Com isso, o desembolso do milho chegou a 27,36% em relação à safra 2020/2021. O custo operacional por hectare ficou em R$ 4.549,94, aumento de R$ 977,49 por hectare. Já o custo total de produção é de R$ 6.625,43. Em termos de comparação com a safra anterior, o valor é superior em R$ 1.590,85 por hectare.

Mesmo assim, neste mês de maio de 2021, a relação de troca está mais favorável, se comparado às últimas 10 safras, em consequência dos bons preços neste ano.

Para cobrir os custos, aponta o levantamento, conduzido pelo diretor técnico da FecoAgro/RS, Tarcísio Minetto, o produtor precisará colher 51,70 sacas de milho ao preço atual, de R$ 88,00 a saca, para o desembolso e necessitará 75,29 sacas para cobrir o custo total.

Soja

No caso da soja, os cálculos da FecoAgro/RS apontam um desembolso de R$ 3.098,25 por hectare, aumento de 29,98% comparado com safra passada e superior em R$ 714,70 por hectare. O custo total ficou em R$ 4.800,76 por hectare, elevação de 31,78% se comparado com o valor de R$ 3.643,02 da temporada passada.

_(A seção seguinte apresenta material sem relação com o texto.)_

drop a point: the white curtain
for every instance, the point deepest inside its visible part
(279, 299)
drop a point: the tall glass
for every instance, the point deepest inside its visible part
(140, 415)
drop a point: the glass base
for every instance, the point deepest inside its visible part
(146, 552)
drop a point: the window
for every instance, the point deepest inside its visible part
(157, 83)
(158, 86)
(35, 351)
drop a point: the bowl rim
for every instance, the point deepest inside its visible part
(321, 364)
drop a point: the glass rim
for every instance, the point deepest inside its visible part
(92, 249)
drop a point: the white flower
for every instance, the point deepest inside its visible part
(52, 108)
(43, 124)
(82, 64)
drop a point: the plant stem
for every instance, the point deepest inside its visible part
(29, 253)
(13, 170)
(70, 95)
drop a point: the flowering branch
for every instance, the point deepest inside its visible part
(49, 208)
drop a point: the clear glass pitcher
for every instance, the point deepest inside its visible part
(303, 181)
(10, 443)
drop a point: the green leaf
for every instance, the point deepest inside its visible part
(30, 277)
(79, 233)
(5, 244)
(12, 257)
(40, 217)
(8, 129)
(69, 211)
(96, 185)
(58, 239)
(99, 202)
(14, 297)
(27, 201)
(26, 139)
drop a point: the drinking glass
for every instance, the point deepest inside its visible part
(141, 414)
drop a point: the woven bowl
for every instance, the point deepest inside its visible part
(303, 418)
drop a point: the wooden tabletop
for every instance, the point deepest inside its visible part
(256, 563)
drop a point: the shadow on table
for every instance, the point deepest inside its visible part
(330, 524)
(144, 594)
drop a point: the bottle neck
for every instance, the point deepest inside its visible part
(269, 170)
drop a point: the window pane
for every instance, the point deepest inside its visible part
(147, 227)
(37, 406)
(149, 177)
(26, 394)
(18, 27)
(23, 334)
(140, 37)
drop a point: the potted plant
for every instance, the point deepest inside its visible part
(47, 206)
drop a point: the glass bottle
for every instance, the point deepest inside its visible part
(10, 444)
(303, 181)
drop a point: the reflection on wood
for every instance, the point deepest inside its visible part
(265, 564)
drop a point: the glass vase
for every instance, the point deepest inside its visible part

Para que produtor gaúcho consiga cobrir o seu desembolso será necessário vender a um preço médio de R$ 51,64 a saca e para cobrir o custo total terá que vender a um preço médio de R$ 80,01 a saca. O sojicultor vai precisar colher 18,78 sacas de soja para cobrir o desembolso e de 29,10 sacas por hectare para cobrir o custo total. Ainda assim, é a relação de troca mais favorável das últimas nove safras, desde a safra 2012/2013.

Segundo o levantamento da FecoAgro/RS, a valorização do dólar frente ao real e a elevação dos preços dos principais produtos agrícolas em relação à ciclos anteriores impulsionaram a alta dos custos dos fertilizantes de demais insumos como defensivos, o que eleva o desembolso para próxima safra.

Combustíveis

Outro fator destacado pela entidade na estimativa é o aumento dos combustíveis e nos preços das máquinas e equipamentos, que também tiveram altas expressivas, o que teve impacto na elevação nos custos das lavouras.

De acordo com o presidente da FecoAgro/RS, Paulo Pires, mantendo-se os atuais preços pagos e os custos projetados, o produtor terá uma rentabilidade melhor na cultura do milho do que na soja, “o que é importante para a cadeia de produção animal e a economia do Rio Grande do Sul”.

O levantamento da FecoAgro/RS destaca ainda que, embora o produtor esteja mais capitalizado neste ano, é preciso ter cautela neste momento de bons preços, porque o mercado é volátil e a atividade agrícola está sujeita a riscos.

O estudo conclui que “é importante que o produtor se proteja com seguro agrícola e trave seus custos sempre buscando a sustentabilidade na produção”.